By Romy Stephens
A Lilydale pensioner has raised concerns about power companies scheduling outages during the Covid-19 lockdown.
Earlier this month, Brian Mier had his power switched off as part of a planned power outage that had been deferred numerous times.
The 74-year-old said his living situation meant the power outage caught him by surprise.
“One of the difficulties I have is that I live in a totally independent cottage behind the main house, so the written directions generally go to those in the front house,” he explained.
Mr Mier has numerous chronic ill-health conditions including Angina, Diabetes 2, Leukaemia, Fibromyalgia, Osteoarthritis, Chronic Fatigue and Depression.
“When you add all of that up my immune system is vulnerable and therefore, with things like chills, I am more likely to go down,” Mr Mier said.
Covid-19 restrictions also meant the pensioner could not escape the cold, with local cinemas and shopping centres either being closed or putting his health at risk.

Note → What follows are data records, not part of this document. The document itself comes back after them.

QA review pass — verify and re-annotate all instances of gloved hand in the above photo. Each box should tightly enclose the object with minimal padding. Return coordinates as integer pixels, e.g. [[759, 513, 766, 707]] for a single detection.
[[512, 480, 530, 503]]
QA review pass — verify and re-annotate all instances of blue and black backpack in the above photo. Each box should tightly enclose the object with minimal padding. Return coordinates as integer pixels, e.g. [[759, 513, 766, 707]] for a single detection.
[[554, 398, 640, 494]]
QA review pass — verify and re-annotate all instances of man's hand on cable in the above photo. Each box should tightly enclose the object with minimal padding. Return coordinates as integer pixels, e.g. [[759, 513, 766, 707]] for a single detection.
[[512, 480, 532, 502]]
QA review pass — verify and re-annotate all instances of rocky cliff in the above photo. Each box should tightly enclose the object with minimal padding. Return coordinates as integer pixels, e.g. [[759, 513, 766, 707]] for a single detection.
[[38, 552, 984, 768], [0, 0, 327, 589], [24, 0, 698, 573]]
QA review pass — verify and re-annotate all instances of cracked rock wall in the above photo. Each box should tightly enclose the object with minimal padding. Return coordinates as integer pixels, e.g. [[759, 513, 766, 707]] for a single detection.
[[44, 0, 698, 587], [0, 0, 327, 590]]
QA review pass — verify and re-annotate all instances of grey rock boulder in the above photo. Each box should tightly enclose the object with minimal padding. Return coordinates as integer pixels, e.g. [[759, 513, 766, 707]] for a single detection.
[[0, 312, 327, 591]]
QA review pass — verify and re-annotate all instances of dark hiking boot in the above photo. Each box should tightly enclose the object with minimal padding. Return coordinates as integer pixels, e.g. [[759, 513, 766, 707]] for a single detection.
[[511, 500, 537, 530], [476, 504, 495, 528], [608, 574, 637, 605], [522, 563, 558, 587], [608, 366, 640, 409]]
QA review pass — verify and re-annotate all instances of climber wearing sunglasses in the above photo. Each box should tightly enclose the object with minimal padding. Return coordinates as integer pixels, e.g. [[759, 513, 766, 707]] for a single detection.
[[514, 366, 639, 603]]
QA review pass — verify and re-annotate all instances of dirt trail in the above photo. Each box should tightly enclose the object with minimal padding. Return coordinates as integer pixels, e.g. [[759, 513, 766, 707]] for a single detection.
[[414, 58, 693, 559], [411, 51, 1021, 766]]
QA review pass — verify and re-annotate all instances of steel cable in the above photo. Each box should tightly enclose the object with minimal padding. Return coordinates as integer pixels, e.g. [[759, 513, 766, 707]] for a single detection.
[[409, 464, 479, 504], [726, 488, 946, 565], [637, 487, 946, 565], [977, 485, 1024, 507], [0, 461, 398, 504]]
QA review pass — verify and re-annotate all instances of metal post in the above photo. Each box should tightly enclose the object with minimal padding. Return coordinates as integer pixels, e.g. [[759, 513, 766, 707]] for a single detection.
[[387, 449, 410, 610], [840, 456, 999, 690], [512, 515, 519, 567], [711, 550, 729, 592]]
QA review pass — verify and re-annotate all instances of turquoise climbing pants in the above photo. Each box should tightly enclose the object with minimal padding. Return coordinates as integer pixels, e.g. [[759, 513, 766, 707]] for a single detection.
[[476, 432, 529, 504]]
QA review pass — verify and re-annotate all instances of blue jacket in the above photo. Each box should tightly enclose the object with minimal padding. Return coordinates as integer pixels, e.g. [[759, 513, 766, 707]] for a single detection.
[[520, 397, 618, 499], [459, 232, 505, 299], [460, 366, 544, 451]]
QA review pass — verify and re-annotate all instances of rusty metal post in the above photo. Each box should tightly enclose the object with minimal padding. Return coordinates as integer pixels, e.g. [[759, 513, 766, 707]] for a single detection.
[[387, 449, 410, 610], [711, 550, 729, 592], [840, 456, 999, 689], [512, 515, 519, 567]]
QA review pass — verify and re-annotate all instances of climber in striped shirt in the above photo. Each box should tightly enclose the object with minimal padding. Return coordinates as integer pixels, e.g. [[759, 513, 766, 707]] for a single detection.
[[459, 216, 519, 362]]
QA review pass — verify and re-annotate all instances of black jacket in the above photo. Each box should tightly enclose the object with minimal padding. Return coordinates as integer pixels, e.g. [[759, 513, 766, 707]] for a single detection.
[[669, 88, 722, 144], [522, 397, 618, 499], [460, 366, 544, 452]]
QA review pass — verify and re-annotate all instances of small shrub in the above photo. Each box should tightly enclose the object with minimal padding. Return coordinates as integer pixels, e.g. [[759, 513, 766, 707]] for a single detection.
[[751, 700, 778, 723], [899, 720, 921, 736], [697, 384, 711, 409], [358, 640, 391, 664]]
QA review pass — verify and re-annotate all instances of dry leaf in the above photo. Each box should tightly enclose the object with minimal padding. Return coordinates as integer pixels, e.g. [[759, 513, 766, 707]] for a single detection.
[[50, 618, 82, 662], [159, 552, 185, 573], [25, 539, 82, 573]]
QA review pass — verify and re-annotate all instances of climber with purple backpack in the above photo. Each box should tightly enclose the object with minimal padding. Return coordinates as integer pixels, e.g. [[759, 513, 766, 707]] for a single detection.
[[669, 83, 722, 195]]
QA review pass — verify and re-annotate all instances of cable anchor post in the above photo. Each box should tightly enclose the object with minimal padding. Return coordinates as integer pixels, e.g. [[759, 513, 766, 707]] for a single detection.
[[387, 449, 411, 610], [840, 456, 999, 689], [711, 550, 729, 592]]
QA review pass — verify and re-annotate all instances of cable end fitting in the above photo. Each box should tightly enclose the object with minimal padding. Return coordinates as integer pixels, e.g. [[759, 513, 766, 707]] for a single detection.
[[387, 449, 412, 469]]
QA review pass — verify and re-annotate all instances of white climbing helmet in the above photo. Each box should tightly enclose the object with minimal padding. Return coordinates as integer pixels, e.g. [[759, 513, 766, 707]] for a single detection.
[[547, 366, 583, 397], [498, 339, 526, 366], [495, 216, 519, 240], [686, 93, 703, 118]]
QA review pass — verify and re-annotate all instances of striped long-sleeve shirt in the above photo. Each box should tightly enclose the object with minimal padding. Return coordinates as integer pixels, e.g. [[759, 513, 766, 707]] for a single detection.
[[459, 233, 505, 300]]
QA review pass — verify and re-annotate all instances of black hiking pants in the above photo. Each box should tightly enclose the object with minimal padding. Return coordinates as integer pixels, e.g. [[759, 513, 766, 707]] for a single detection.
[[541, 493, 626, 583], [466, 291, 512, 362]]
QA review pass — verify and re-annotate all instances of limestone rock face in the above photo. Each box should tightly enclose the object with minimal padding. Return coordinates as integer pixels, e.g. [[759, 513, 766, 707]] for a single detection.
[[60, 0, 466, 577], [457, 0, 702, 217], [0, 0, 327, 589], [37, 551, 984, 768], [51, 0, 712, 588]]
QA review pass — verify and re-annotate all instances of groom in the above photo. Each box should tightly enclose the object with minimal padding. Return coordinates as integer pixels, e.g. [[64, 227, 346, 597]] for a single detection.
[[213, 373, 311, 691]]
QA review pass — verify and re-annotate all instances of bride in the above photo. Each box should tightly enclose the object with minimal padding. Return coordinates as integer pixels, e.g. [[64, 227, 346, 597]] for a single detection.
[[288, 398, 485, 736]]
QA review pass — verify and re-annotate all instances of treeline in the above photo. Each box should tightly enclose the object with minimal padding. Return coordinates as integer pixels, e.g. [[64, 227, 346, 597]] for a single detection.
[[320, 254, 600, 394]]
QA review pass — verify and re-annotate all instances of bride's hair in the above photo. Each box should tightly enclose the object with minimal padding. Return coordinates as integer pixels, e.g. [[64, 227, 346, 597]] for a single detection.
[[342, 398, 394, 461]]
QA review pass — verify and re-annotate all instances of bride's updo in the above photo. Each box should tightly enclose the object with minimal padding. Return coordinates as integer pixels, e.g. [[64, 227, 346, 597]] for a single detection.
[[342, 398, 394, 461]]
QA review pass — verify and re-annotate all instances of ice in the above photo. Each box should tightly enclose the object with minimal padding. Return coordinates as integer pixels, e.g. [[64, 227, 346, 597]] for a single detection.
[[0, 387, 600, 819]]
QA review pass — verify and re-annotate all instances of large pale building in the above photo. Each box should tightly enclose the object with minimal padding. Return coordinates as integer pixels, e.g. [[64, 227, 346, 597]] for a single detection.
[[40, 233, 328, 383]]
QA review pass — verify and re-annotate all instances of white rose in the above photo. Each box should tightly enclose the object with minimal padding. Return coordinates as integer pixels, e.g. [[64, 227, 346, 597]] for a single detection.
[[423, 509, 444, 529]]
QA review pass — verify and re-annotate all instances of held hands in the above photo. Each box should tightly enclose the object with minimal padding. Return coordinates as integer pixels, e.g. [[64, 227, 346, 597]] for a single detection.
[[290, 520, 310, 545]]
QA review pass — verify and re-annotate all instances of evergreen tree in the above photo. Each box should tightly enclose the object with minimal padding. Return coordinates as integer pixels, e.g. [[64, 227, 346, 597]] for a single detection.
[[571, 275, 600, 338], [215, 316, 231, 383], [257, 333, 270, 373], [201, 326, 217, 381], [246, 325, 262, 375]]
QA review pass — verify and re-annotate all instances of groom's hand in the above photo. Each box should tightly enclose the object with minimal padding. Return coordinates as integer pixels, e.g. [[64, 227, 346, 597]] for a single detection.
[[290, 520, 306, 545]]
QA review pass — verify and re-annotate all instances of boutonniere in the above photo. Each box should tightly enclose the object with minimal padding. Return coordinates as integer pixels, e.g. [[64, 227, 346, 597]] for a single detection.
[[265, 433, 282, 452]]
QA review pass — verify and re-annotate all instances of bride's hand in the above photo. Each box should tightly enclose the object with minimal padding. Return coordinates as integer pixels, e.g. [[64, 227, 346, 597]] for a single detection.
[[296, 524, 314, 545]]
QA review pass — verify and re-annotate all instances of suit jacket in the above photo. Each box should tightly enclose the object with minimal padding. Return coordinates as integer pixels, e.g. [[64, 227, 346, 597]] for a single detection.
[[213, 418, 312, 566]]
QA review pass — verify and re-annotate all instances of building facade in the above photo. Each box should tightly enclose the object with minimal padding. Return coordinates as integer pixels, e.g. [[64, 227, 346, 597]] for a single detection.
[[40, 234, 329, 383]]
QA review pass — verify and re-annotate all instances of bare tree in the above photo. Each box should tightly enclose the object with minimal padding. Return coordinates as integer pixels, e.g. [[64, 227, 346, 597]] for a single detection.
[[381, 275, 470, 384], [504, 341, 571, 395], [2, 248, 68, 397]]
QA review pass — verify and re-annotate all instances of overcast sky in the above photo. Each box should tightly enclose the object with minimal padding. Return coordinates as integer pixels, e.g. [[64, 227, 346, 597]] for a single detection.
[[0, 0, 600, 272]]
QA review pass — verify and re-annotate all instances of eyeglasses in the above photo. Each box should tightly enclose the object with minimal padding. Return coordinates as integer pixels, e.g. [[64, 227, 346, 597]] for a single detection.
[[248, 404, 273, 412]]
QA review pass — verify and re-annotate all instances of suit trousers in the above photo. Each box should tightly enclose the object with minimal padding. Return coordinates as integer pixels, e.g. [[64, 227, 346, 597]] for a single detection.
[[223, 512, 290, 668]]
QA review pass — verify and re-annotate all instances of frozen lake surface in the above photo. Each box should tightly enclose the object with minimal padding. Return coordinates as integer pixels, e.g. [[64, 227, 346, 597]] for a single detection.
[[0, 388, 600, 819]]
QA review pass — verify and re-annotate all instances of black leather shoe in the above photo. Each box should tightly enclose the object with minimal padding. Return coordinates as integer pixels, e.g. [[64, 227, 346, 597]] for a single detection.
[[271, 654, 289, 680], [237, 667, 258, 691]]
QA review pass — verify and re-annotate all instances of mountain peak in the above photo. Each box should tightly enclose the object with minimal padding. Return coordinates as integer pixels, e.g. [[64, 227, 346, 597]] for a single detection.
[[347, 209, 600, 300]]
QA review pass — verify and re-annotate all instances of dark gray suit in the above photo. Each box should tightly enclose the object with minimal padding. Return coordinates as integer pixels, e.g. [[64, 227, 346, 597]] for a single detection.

“It was a cold day, particularly rainy, and they went ahead with the power outage and yet we are not allowed to go to the shops just to sit there and be warm,” Mr Mier said.
“If it had been a normal day I would have quite simply gone to the Cameo in Belgrave or the Croydon cinemas.
“So what are older people who are not well supposed to do when there’s a power outage?”
Yarra Ranges Council’s communities director, Jane Price, said the council would soon assess the impact of the pandemic on residents, which will help develop responses to issues such as power outages.
“We are definitely challenged in terms of options at this point in time due to the current restrictions,” she said.
“Our Emergency Management Team have begun exploring how an Emergency Relief Centre could be opened under the current restrictions, which may be an option if a significant issue arises.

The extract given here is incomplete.